WENR, July/August 2016: Middle East
UAE: Quality of Higher Education Sector in Doubt
A new paper calls the quality of the UAE’s higher education system “debatable” in terms of research capability, the quality of instruction, and student recruitment. UAE has only three public universities; the first is only 40 years old. An additional 75 are private higher education institutions are “mostly profit-driven” say critics. Transnational partnerships contribute to a problematic glut of supply for a relatively small population. Dubai alone is home to some 30 branch campuses from countries including Australia, the UK, and India. Researchers also say a grade- rather than skills-focused culture hurts the sector.
Turkey: Post-Coup Purge Targets 1,500 University Deans
Following Turkey’s recent attempted coup, the Turkish government demanded the resignation of 1,500 university deans. Countermeasures implemented in an attempt to identify opponents and quash dissent have reportedly affected more than 50,000 people, including 15,000 education workers and 21,000 teachers.
Iraq: Displaced Students Seek to Continue Studies
Ongoing conflict in Iraq has created complications for many Iraqi students, causing some schools to close and many students to abandon their studies. According to Iraqi government estimates, around 1.2 million students have been displaced in the face of ISIS’s control of a large portion of the country. Some universities have sought to accommodate affected students. These efforts create new, albeit lesser, complications, as students try to adjust to instruction in unfamiliar languages and education systems.
UAE: Ministry of Education Cracks Down on Universities
Three UAE universities were placed on a year-long probation by UAE’s Ministry of Education when they failed to meet licensing and accreditation standards. The three institutions were Al Hosn University in Abu Dhabi, the University of Jazeera, and the University of Modern Sciences in Dubai.

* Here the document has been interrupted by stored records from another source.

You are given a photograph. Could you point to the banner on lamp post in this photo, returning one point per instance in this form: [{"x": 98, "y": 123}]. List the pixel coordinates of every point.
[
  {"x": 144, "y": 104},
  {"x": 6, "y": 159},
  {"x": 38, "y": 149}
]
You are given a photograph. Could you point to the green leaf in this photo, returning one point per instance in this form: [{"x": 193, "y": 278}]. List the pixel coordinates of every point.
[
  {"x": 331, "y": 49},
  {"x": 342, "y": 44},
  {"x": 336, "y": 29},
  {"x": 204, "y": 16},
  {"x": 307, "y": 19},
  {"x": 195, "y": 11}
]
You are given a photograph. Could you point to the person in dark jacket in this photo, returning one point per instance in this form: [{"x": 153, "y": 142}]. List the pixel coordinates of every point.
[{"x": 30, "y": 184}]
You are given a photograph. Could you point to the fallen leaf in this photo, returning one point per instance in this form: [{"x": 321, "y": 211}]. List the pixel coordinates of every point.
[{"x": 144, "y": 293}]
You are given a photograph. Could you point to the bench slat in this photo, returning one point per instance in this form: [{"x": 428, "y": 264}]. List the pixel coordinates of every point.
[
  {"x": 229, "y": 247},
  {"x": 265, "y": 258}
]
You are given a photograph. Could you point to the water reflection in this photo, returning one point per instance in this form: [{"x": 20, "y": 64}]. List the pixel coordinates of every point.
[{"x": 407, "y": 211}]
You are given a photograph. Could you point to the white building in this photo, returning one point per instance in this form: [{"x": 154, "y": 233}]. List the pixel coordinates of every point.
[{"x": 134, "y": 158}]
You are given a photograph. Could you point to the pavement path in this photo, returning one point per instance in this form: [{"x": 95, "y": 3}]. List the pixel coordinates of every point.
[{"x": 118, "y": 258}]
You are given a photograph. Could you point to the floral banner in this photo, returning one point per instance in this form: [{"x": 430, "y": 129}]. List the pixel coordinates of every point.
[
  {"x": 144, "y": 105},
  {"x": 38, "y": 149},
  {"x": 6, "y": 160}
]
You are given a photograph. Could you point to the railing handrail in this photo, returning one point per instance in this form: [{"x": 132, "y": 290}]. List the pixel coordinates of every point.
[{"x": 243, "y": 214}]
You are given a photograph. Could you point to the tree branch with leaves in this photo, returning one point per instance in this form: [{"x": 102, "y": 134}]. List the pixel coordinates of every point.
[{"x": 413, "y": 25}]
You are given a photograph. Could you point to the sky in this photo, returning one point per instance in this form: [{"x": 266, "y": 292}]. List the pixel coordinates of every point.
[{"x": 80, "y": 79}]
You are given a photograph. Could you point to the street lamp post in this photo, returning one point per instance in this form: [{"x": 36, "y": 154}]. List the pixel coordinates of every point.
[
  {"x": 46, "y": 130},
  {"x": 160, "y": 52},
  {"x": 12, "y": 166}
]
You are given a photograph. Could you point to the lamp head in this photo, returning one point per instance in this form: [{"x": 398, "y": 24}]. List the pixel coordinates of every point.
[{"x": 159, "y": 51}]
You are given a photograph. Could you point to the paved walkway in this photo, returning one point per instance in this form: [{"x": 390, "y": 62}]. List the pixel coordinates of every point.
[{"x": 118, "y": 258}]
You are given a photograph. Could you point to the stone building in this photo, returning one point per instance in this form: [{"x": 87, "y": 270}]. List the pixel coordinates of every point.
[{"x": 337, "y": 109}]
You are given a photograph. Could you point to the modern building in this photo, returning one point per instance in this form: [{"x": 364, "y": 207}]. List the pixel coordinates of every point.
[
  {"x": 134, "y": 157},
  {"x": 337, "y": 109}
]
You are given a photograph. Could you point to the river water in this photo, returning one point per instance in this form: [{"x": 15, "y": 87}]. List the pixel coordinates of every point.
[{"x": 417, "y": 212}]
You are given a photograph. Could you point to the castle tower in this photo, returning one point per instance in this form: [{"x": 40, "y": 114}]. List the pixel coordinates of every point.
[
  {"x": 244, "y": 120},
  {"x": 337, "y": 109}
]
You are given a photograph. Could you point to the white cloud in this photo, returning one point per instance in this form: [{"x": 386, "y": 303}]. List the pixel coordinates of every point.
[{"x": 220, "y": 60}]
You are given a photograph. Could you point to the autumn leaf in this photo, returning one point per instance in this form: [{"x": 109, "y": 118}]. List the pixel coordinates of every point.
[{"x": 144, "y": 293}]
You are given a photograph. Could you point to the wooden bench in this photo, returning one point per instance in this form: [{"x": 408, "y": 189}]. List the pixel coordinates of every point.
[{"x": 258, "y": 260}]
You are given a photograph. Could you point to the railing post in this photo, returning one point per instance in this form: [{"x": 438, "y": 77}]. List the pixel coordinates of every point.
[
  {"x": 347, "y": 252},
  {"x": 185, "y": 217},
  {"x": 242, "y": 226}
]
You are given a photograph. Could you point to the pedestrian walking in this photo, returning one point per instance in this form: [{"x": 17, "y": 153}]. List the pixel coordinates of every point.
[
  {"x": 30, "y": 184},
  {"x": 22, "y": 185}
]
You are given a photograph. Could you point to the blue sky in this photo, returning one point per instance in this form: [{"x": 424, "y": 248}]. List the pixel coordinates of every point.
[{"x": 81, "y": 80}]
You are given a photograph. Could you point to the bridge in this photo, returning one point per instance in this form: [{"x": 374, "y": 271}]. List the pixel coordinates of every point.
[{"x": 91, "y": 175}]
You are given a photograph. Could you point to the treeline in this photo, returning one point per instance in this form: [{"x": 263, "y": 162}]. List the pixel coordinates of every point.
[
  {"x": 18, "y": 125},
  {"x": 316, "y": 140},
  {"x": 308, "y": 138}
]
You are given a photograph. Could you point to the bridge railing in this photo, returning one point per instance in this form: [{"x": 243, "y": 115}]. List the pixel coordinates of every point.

The universities cannot admit new students during the probationary period; students already at the universities will not be affected.
Algeria and Egypt: Leaked Test Materials Lead to Arrests
Authorities in Egypt and Algeria may send those responsible for recent leaks of standardized test materials to prison. More than a dozen Egyptians implicated in cheating scandals have been arrested. Some 560,000 students were affected by a recent incident. Digital media has made cheating simpler: Members of several Facebook groups have disseminated the questions free of charge in what they claim is a stand against the current university placement system. Algerian officials have seen a similar increase in fraud, and plan to station thousands of extra guards and implement advanced phone jamming devices to crack down on the cheating.